Though the two firms have elements of both but it’s a question of degree. For instance, in the case of TCS, 80% of the business is offshore and the remaining 20% onshore. Accenture’s mix is the ratio of 60:40.

Accenture’s focus on expertise arbitrage makes it pay higher for both onshore and offshore labour. This also contributes to the difference in margins, added Peter.

Pareekh Jain, founder of Pareekh Consulting, said, in next few quarters, TCS might become the most profitable company in the IT service stable on the back of three factors: delivery mix, geographical mix and service mix.

In service mix, Accenture does a large number of consulting businesses which have lower margin. In consulting business, one needs business plus technical skills, whereas in managed services or outsourcing, the models work on technical skills where margins can be better optimised with pyramids leveraging junior employees.
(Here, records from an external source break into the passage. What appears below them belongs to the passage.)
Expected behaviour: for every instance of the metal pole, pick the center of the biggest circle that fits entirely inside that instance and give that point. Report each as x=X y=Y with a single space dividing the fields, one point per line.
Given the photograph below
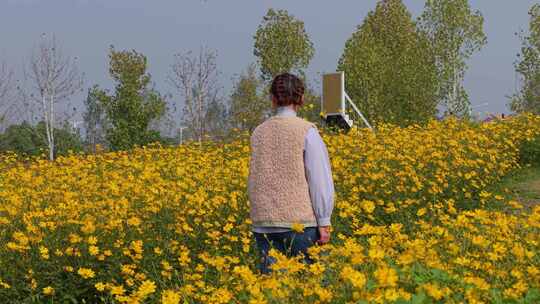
x=358 y=111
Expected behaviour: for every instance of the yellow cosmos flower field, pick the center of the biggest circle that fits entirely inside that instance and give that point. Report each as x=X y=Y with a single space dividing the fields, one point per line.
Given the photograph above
x=415 y=221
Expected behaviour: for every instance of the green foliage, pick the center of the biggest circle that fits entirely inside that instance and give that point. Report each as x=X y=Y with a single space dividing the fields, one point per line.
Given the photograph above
x=249 y=103
x=389 y=69
x=282 y=44
x=528 y=99
x=28 y=140
x=455 y=32
x=530 y=152
x=134 y=105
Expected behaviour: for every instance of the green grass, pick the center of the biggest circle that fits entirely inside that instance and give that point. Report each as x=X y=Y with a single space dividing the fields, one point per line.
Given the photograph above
x=523 y=185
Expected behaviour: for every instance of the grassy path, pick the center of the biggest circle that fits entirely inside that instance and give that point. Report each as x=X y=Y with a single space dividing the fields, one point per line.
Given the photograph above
x=524 y=185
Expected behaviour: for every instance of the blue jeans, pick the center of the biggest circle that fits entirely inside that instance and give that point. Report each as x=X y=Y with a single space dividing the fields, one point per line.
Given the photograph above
x=289 y=243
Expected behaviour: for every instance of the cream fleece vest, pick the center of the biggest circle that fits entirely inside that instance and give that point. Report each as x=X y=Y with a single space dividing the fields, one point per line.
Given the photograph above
x=277 y=187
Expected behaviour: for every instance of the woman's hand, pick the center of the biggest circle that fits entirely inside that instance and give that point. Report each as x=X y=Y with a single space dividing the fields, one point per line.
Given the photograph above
x=324 y=231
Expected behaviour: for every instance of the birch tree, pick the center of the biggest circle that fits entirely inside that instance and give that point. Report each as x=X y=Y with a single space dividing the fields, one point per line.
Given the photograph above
x=54 y=78
x=195 y=77
x=528 y=67
x=282 y=45
x=389 y=67
x=6 y=93
x=456 y=32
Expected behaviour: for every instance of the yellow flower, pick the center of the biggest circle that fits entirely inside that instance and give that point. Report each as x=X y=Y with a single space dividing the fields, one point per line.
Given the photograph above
x=100 y=286
x=170 y=297
x=86 y=273
x=48 y=290
x=386 y=276
x=297 y=227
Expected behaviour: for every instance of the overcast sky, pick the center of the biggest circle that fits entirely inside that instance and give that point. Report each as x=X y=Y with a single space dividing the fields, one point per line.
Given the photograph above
x=160 y=28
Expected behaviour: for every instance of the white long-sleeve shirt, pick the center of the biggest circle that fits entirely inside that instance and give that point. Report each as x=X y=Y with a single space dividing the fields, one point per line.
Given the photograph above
x=318 y=176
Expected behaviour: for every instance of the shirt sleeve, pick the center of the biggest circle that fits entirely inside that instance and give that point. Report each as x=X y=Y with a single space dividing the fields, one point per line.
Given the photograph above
x=319 y=177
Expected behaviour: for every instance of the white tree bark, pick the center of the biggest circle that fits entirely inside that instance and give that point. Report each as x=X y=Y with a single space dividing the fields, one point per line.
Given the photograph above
x=195 y=78
x=55 y=78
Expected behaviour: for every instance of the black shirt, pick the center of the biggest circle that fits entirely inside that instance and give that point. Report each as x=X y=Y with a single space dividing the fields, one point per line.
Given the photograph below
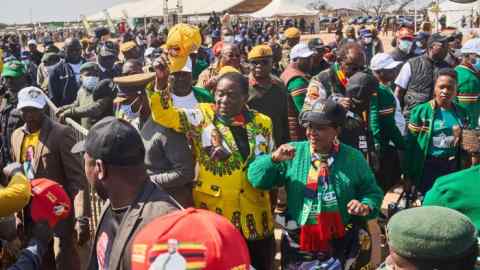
x=273 y=103
x=107 y=232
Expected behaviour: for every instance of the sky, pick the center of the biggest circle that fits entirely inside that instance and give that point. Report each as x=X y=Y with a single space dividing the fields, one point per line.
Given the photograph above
x=19 y=11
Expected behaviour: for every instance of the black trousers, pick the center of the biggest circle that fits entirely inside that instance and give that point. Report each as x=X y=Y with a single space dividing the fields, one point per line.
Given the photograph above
x=262 y=253
x=389 y=173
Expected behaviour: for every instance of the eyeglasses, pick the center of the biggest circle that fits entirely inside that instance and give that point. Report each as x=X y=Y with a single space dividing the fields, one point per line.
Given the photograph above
x=261 y=62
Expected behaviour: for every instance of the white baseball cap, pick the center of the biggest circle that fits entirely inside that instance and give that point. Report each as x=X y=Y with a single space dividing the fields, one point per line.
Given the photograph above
x=188 y=66
x=471 y=46
x=31 y=97
x=301 y=50
x=383 y=61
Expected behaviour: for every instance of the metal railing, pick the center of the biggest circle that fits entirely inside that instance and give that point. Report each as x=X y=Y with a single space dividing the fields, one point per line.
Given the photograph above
x=80 y=134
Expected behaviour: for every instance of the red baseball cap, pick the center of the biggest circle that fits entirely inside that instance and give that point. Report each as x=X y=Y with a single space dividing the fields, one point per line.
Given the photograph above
x=190 y=239
x=49 y=202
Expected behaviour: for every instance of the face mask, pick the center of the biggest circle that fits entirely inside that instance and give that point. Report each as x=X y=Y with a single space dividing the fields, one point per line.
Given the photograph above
x=50 y=69
x=228 y=39
x=367 y=40
x=477 y=64
x=419 y=51
x=405 y=46
x=90 y=82
x=126 y=112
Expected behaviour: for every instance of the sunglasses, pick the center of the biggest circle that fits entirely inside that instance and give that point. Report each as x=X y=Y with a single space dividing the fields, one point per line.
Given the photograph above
x=260 y=62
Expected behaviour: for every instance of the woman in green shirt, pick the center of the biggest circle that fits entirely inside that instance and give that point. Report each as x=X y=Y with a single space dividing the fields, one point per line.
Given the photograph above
x=434 y=131
x=330 y=191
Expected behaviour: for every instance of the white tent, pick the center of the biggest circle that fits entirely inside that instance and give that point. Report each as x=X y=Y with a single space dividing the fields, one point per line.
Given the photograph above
x=454 y=12
x=154 y=8
x=283 y=8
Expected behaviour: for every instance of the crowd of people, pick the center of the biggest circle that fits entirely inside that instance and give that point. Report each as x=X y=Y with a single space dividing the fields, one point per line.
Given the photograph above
x=200 y=144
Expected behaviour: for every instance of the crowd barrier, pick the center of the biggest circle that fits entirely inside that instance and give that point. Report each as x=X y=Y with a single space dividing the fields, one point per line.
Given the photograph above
x=80 y=133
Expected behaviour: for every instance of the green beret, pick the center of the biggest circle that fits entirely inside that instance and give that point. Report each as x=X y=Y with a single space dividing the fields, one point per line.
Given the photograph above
x=431 y=232
x=13 y=69
x=89 y=66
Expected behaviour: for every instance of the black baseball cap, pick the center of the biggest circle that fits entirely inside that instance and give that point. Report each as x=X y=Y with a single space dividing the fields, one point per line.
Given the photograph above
x=114 y=141
x=324 y=113
x=439 y=38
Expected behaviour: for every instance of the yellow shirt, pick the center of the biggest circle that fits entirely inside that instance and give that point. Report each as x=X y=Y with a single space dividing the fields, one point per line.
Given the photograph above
x=15 y=196
x=222 y=184
x=30 y=142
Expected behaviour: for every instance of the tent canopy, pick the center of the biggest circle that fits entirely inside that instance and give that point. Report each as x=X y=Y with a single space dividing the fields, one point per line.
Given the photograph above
x=283 y=8
x=154 y=8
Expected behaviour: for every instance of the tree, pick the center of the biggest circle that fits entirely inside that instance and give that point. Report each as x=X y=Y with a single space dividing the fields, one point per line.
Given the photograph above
x=376 y=7
x=318 y=5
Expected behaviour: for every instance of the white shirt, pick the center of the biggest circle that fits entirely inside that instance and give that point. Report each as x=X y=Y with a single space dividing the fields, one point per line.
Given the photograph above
x=404 y=76
x=187 y=102
x=76 y=70
x=399 y=118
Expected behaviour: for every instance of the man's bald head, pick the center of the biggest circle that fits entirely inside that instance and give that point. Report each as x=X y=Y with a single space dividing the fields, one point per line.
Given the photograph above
x=351 y=58
x=230 y=55
x=73 y=50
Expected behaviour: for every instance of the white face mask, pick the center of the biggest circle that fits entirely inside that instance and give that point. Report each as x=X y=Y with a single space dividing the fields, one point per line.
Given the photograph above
x=50 y=69
x=90 y=82
x=228 y=39
x=405 y=46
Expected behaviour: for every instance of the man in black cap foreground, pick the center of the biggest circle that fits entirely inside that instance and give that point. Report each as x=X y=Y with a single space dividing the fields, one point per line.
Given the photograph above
x=415 y=82
x=168 y=157
x=94 y=99
x=64 y=81
x=114 y=165
x=431 y=237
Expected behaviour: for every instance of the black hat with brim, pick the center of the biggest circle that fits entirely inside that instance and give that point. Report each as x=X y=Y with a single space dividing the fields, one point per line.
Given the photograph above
x=114 y=141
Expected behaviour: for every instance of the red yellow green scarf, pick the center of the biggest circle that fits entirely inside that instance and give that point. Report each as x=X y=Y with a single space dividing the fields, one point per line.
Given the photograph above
x=342 y=78
x=325 y=221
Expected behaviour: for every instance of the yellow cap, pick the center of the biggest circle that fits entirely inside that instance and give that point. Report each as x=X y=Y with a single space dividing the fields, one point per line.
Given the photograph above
x=227 y=69
x=292 y=32
x=182 y=40
x=127 y=46
x=260 y=51
x=134 y=80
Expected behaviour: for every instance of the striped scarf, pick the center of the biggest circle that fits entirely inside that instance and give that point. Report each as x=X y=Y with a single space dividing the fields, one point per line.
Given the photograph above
x=325 y=221
x=342 y=78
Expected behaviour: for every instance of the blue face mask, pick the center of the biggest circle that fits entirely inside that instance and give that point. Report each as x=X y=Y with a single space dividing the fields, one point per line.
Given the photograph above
x=126 y=112
x=90 y=82
x=477 y=64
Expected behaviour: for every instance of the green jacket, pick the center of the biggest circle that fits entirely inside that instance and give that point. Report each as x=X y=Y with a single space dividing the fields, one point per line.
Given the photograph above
x=350 y=171
x=420 y=129
x=382 y=119
x=458 y=191
x=202 y=95
x=469 y=92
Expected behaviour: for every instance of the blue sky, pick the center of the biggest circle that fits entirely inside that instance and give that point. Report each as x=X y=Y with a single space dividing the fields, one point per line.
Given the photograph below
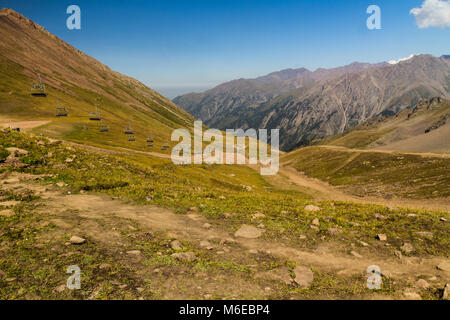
x=175 y=46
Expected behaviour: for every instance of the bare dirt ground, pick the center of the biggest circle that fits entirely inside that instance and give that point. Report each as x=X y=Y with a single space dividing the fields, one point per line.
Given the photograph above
x=98 y=210
x=23 y=125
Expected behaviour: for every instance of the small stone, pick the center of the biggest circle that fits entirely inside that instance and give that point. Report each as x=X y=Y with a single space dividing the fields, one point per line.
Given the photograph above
x=425 y=234
x=205 y=244
x=444 y=266
x=334 y=231
x=258 y=215
x=248 y=232
x=184 y=256
x=60 y=288
x=364 y=244
x=444 y=295
x=398 y=254
x=407 y=248
x=303 y=276
x=422 y=284
x=379 y=216
x=311 y=208
x=411 y=294
x=176 y=245
x=77 y=240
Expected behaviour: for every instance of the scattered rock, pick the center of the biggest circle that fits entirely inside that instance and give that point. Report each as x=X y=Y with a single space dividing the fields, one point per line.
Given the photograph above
x=422 y=284
x=407 y=248
x=176 y=245
x=334 y=231
x=206 y=244
x=398 y=254
x=60 y=166
x=444 y=266
x=134 y=252
x=17 y=152
x=311 y=208
x=6 y=213
x=411 y=294
x=60 y=288
x=248 y=232
x=77 y=240
x=184 y=256
x=227 y=241
x=303 y=276
x=355 y=254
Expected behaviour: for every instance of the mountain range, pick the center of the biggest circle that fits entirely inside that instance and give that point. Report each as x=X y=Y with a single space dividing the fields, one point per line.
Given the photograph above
x=79 y=82
x=307 y=105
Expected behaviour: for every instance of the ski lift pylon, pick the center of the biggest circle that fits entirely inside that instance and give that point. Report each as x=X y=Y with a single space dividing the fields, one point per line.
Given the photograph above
x=61 y=111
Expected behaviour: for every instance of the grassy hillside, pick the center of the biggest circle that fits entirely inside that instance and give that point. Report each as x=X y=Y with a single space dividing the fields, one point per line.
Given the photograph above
x=423 y=128
x=374 y=173
x=35 y=251
x=79 y=82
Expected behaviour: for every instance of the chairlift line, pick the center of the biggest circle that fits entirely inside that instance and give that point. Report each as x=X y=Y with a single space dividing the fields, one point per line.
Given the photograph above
x=61 y=111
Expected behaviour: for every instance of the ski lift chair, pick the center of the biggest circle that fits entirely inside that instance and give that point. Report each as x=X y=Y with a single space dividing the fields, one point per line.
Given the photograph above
x=38 y=89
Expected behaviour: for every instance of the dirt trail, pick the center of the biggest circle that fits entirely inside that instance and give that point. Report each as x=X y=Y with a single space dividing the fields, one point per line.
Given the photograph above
x=323 y=191
x=191 y=227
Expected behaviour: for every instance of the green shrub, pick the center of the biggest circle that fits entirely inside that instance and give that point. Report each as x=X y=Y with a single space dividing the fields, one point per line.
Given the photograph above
x=3 y=154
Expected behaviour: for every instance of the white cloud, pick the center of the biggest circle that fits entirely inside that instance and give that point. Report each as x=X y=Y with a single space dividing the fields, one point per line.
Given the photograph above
x=433 y=13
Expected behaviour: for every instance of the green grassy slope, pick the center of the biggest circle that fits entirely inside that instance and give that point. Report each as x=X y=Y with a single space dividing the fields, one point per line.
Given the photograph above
x=376 y=173
x=80 y=82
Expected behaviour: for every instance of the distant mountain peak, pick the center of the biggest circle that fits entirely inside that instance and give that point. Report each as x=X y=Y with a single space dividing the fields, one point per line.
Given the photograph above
x=402 y=59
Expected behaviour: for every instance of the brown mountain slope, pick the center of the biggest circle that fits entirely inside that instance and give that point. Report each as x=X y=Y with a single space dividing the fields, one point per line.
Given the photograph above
x=80 y=82
x=423 y=128
x=331 y=106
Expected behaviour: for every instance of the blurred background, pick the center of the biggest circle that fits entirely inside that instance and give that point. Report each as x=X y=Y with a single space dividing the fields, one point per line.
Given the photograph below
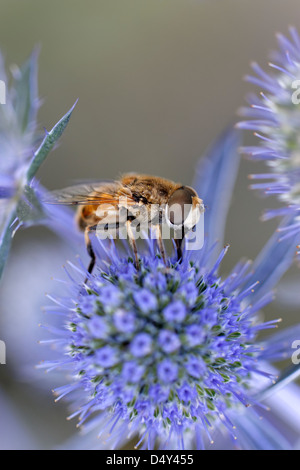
x=157 y=81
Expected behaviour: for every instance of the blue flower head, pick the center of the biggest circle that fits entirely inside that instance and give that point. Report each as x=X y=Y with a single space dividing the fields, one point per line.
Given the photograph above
x=167 y=352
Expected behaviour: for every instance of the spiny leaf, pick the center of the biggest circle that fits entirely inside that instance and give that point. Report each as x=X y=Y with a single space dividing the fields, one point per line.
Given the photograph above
x=48 y=143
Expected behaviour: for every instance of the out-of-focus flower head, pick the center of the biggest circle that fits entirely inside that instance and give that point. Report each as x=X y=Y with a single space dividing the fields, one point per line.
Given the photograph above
x=22 y=151
x=274 y=115
x=170 y=353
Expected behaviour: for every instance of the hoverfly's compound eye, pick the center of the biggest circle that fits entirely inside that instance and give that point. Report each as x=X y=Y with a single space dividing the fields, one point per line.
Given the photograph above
x=180 y=205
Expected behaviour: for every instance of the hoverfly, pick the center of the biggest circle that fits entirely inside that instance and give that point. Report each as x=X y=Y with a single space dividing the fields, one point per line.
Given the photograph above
x=135 y=199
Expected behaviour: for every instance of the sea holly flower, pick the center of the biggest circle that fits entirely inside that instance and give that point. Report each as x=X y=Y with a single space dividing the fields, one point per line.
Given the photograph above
x=191 y=360
x=22 y=152
x=274 y=116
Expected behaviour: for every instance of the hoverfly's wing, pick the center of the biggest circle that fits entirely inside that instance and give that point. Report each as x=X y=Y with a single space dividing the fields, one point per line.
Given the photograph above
x=92 y=194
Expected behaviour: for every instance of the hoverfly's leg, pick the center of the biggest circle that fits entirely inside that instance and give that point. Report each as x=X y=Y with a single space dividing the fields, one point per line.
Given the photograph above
x=132 y=243
x=178 y=243
x=160 y=242
x=89 y=249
In geographical mix, Accenture has relatively large exposure to emerging markets that give lower margins. And in delivery mix, TCS has relatively large percentage of employees in India than Accenture, added Jain.

Accenture’s guidance for FY24 was the second-lowest among the beginning of year guidance in the past 16 years. It has guided a revenue growth of -2 to 2% in Q1FY24 and for the full year, expects revenue growth to be in the range of 2-5%.